Question

Gadolinium belongs to 4f series. Its atomic number is 64. Which of the following is the correct electronic configuration of gadolinium?
A. $\left[ {Xe} \right]4{f^7}5{d^1}6{s^2}$
B. $\left[ {Xe} \right]4{f^6}5{d^2}6{s^2}$
C. $\left[ {Xe} \right]4{f^8}6{d^2}$
D. $\left[ {Xe} \right]4{f^9}5{s^1}$

Answer 1

Hint – While finding the electronic configuration of any element, always keep in mind that electrons arrange themselves in a way that gains them maximum stability. Half-filled and completely filled orbitals are more stable than randomly filled orbitals.
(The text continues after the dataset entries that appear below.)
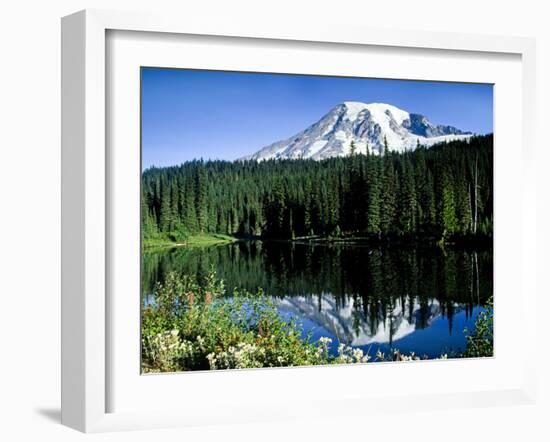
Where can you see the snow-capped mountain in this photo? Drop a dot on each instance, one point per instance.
(366, 125)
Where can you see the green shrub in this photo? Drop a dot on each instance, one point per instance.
(479, 343)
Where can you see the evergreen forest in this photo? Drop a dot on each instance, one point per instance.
(444, 192)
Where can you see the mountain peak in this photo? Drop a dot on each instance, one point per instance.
(367, 125)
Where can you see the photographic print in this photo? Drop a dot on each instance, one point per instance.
(301, 220)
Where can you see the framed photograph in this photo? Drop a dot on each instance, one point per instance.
(252, 214)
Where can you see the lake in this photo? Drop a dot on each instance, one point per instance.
(412, 299)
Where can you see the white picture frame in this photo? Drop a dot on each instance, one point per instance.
(86, 315)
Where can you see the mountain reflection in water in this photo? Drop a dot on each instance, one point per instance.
(376, 299)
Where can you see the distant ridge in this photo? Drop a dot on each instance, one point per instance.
(364, 124)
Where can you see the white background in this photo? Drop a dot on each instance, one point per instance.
(30, 216)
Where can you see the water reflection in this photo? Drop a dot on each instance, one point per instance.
(413, 299)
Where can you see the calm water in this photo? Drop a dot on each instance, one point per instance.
(412, 299)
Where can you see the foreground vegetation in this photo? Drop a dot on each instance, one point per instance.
(444, 192)
(191, 326)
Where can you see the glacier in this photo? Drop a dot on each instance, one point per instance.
(368, 126)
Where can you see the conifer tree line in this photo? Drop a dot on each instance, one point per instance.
(443, 191)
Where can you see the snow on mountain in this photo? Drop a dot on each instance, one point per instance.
(367, 125)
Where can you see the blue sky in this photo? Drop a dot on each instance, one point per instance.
(189, 114)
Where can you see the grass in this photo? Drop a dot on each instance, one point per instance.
(198, 240)
(192, 325)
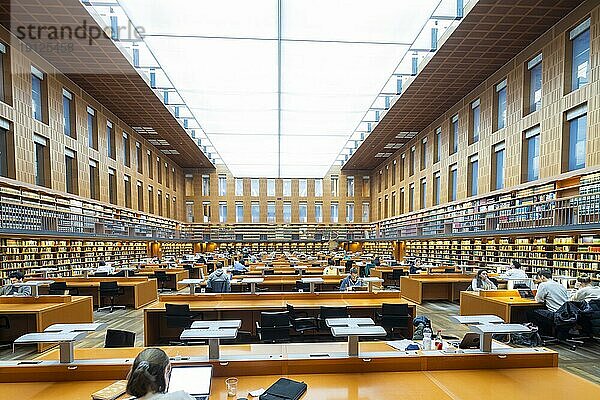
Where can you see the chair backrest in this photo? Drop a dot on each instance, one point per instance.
(333, 312)
(109, 288)
(118, 338)
(400, 310)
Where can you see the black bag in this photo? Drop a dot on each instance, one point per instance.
(284, 389)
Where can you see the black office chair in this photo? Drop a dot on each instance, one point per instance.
(274, 327)
(327, 312)
(394, 316)
(5, 325)
(111, 290)
(117, 338)
(162, 278)
(300, 320)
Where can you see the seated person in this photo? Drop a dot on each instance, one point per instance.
(482, 281)
(11, 290)
(515, 272)
(351, 280)
(553, 295)
(149, 377)
(219, 275)
(585, 290)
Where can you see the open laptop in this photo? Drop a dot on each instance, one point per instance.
(192, 379)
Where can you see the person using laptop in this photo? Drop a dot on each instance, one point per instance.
(149, 377)
(482, 281)
(553, 295)
(585, 290)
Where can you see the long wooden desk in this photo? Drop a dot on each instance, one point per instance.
(138, 292)
(177, 274)
(34, 314)
(247, 307)
(507, 304)
(419, 288)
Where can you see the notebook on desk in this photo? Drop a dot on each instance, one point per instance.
(192, 379)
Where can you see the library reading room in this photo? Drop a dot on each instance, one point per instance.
(363, 200)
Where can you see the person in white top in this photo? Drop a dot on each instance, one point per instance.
(149, 377)
(482, 281)
(585, 290)
(515, 272)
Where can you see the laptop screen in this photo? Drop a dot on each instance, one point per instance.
(194, 380)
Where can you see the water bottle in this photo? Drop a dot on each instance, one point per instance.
(427, 338)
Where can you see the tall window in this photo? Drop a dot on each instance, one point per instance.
(7, 151)
(437, 188)
(366, 215)
(350, 186)
(127, 190)
(423, 153)
(498, 156)
(423, 193)
(92, 128)
(68, 113)
(302, 187)
(222, 185)
(254, 187)
(319, 212)
(500, 105)
(437, 145)
(533, 81)
(140, 189)
(335, 186)
(94, 180)
(255, 211)
(239, 187)
(579, 41)
(206, 211)
(42, 160)
(334, 213)
(206, 185)
(454, 135)
(71, 171)
(475, 122)
(239, 212)
(139, 159)
(473, 175)
(287, 212)
(453, 182)
(575, 139)
(270, 187)
(350, 212)
(222, 212)
(39, 101)
(112, 186)
(126, 150)
(318, 187)
(110, 140)
(271, 212)
(531, 154)
(287, 187)
(302, 212)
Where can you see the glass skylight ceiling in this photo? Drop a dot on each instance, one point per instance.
(279, 86)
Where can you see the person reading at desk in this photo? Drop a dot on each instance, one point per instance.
(351, 280)
(11, 289)
(482, 281)
(553, 295)
(218, 281)
(149, 377)
(585, 290)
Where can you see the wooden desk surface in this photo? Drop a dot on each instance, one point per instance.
(499, 384)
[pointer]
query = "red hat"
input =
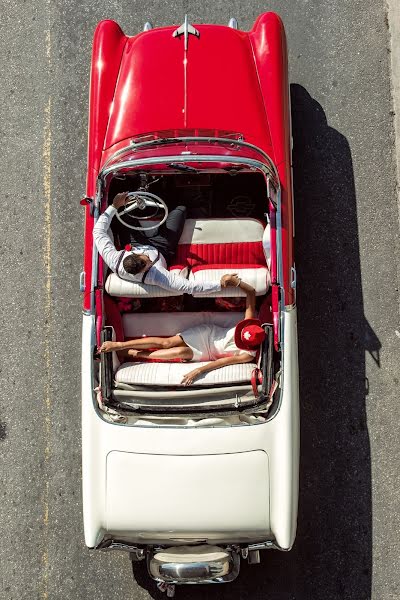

Complete step-by-step answer:
An atom's electronic configuration is defined as the numeric representation of its electron orbitals. The electronic configuration helps us find how many electron orbitals an atom has and also the number of electrons populating each of its orbitals.
Now let us see step by step how to find the electronic configuration of gadolinium:
The atomic number of Xenon(Xe) is 54, so [Xe] represents a total of 54 electrons. As it is given in the question itself that the atomic number of gadolinium is 64 therefore the total number of electrons to be arranged is: 64-54=10.
As mentioned earlier, electrons arrange themselves in a way that provides them maximum stability.
Since the s-orbital can accommodate 2 electrons, and the f-orbital can accommodate a maximum of 14 electrons, thus the arrangement of 7 electrons in the f-orbital makes it half-filled i.e. more stable. The remaining 1 electron is filled in the d-orbit.
Thus the remaining 10 electrons in order to gain maximum stability arrange themselves in the electronic configuration of : $4{f^7}5{d^1}6{s^2}$
So, the electronic configuration of Gadolinium is: $\left[ {Xe} \right]4{f^7}5{d^1}6{s^2}$
Thus option B is the correct one.

Note – The electron configuration of an element is unique to its position in the periodic table. The energy level is determined by the period and the number of electrons is given by the atomic number of the element. Orbitals that are in different energy levels are identical to each other, but they occupy different areas in space.